Multi-branch Siamese Network for High Performance Online Visual Tracking
Proceedings of The Eleventh Asian Conference on Machine Learning, PMLR 101:519-534, 2019.
Recently, Siamese networks have drawn great attention in the visual tracking community because of their balanced accuracy and speed. However, most existing Siamese frameworks describe the target appearance using a global pattern from the last layer, leading to high sensitivity to similar distractors, non-rigid appearance change, and partial occlusion. Addressing these issues, we propose a Multi-branch Siamese network (MSiam) for high-performance object tracking. The MSiam performs layer-wise feature aggregations and simultaneously considers the global-local patterns for more accurate target tracking.

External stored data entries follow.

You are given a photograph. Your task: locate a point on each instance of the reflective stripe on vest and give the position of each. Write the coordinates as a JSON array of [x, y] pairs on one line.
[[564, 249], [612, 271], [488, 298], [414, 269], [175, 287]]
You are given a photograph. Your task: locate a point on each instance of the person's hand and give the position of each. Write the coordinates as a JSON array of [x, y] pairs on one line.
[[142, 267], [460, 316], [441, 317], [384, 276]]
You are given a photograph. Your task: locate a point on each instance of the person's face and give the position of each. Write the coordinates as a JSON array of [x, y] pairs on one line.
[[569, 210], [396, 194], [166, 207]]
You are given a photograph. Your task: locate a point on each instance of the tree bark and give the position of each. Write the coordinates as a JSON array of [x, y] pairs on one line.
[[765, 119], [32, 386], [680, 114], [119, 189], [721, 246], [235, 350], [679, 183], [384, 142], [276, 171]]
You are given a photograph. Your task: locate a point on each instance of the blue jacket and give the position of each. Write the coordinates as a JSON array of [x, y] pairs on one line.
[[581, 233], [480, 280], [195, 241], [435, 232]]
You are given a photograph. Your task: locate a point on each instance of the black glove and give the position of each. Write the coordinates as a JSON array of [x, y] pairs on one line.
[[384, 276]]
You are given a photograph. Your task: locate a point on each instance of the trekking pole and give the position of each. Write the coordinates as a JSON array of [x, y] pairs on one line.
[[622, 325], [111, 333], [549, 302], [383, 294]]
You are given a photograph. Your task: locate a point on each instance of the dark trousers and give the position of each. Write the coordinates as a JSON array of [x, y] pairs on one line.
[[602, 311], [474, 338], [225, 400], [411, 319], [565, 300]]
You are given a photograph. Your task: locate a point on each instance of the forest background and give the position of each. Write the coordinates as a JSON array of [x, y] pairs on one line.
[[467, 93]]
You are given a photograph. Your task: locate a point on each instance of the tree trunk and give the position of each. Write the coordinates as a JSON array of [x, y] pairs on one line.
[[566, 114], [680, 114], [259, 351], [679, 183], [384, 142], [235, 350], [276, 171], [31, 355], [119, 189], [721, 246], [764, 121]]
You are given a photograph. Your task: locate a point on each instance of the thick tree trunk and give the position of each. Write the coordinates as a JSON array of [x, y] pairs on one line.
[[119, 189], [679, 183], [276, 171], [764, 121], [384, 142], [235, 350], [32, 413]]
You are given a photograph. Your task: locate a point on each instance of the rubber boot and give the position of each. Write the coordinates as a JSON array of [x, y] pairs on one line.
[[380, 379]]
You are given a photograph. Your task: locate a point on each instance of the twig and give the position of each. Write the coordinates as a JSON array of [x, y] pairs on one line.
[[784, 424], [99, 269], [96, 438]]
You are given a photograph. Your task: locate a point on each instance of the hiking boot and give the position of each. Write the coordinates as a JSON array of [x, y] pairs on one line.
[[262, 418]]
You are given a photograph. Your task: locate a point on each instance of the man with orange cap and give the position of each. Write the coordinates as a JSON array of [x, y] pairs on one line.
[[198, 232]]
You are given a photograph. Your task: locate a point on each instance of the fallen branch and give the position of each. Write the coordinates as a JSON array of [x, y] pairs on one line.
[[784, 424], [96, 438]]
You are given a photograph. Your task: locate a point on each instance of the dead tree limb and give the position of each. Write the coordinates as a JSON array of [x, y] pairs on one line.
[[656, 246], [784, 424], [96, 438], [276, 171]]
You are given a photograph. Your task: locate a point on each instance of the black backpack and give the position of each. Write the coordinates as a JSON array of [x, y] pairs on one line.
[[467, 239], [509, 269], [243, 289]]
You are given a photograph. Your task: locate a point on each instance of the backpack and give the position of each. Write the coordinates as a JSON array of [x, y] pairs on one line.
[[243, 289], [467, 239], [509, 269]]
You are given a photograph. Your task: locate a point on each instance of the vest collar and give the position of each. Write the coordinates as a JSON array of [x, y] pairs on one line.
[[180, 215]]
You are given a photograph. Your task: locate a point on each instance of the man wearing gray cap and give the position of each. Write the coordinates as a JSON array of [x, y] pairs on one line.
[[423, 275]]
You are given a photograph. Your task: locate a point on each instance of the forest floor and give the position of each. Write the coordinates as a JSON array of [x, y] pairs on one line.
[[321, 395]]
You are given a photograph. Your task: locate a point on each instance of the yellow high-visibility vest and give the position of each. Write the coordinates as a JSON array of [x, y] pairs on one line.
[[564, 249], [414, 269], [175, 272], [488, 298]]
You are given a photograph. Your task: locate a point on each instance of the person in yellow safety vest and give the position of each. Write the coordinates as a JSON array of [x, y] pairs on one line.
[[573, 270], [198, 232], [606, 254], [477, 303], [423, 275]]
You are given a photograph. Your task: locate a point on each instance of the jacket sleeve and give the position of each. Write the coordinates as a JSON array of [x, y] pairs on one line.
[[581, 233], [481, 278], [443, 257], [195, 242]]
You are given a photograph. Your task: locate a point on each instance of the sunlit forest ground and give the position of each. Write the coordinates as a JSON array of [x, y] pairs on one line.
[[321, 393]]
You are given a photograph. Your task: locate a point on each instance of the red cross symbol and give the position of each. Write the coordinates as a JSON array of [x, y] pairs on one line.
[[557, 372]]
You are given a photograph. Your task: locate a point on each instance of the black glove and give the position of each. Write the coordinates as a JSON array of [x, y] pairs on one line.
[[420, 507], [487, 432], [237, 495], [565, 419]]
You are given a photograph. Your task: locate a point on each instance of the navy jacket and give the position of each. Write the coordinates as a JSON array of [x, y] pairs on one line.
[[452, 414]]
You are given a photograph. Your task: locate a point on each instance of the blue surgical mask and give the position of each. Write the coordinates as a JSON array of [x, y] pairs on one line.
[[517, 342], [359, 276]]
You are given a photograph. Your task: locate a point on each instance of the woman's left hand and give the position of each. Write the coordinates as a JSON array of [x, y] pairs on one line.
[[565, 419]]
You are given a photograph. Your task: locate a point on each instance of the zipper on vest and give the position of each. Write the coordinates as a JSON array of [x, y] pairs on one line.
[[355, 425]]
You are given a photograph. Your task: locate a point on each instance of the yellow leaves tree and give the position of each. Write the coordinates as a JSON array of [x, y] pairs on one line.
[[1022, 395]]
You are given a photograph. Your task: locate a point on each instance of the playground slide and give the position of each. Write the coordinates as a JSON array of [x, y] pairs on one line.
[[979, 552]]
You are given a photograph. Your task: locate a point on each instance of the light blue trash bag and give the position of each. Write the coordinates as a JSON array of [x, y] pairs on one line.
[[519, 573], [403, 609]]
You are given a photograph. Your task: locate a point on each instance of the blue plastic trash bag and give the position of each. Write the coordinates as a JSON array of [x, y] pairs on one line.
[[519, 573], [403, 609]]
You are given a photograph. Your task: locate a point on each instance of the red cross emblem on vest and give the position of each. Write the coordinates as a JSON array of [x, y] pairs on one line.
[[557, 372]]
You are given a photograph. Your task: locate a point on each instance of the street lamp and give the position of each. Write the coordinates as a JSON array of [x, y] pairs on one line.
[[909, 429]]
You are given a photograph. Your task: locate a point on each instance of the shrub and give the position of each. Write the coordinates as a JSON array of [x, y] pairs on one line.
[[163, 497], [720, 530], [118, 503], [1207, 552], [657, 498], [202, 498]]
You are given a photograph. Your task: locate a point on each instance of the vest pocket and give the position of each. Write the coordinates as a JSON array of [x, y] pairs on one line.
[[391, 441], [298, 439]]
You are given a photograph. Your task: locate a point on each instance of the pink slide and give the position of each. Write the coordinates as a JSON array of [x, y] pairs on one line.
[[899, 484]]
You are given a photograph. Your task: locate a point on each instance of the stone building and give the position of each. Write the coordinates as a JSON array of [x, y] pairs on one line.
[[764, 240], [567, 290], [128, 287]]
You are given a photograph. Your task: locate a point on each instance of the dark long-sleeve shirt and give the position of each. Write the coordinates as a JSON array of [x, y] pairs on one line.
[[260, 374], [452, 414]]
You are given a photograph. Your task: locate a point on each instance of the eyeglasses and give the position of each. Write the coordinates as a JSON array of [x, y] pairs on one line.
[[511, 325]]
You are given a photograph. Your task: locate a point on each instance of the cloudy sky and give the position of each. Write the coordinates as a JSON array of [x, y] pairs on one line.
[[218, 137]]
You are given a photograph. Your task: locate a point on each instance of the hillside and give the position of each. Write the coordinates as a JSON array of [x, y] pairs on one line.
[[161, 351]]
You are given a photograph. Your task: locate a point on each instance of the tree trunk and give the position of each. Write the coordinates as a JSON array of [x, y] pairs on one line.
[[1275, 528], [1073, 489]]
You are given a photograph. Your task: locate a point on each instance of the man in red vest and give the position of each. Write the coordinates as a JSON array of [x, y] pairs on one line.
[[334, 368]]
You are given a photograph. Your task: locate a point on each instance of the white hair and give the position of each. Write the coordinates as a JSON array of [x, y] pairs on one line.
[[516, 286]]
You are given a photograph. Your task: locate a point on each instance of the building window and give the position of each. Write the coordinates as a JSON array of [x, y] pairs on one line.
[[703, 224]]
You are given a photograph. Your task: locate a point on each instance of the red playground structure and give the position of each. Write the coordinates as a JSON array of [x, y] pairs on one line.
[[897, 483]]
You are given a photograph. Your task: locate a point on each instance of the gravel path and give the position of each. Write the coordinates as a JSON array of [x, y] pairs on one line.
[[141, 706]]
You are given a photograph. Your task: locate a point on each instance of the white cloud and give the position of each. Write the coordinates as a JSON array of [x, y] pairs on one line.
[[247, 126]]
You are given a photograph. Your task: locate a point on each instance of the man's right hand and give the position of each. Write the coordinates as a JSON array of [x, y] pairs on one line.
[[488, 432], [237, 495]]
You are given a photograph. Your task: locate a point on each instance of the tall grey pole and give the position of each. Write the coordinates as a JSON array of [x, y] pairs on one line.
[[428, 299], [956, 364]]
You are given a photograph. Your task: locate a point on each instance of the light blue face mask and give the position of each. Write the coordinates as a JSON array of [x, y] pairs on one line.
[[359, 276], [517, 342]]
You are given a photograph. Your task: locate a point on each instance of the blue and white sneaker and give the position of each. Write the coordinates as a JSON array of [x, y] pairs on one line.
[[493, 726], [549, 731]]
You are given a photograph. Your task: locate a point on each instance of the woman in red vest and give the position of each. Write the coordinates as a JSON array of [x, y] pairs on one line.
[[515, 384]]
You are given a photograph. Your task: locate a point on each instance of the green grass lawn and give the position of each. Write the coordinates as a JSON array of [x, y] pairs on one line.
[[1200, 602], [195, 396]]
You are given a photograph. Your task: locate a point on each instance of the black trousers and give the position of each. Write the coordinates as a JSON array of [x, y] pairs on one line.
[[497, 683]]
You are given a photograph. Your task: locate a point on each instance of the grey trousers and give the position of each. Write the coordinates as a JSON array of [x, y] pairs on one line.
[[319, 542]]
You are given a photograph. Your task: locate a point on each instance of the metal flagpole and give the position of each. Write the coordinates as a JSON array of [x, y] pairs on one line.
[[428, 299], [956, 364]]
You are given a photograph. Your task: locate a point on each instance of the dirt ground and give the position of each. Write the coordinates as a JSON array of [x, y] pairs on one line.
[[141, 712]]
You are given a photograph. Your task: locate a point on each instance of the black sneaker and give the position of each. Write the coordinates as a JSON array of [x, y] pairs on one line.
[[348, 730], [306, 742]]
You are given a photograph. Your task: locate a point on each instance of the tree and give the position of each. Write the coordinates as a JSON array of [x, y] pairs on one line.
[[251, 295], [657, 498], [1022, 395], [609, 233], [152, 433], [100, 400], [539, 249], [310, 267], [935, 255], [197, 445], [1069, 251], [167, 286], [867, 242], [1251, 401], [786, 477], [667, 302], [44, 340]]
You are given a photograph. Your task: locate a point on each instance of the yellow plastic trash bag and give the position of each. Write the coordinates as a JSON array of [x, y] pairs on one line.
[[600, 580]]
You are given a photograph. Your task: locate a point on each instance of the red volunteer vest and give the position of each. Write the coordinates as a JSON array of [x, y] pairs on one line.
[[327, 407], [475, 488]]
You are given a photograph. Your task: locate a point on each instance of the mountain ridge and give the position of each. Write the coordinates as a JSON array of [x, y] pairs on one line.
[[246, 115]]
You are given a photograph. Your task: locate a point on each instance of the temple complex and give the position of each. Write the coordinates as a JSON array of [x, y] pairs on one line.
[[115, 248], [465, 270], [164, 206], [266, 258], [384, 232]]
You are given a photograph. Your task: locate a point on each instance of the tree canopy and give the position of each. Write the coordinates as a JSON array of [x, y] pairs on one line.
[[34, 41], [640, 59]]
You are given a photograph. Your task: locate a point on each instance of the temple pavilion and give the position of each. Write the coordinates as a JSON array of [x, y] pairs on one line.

In particular, we propose a feature aggregation module (FAM) keeping the heterogeneity of the three types of features, further improving the discriminability of MSiam using both high-level semantic and low-level spatial information. To enhance the adaptability to non-rigid appearance change and partial occlusion, a multi-scale local pattern detection module (LPDM) is designed to identify discriminative regions of the target objects. By considering various combinations of the local structures, our tracker can form various types of structure patterns. Extensive evaluations on five benchmarks demonstrate that the proposed tracking algorithm performs favorably against state-of-the-art methods while running beyond real-time.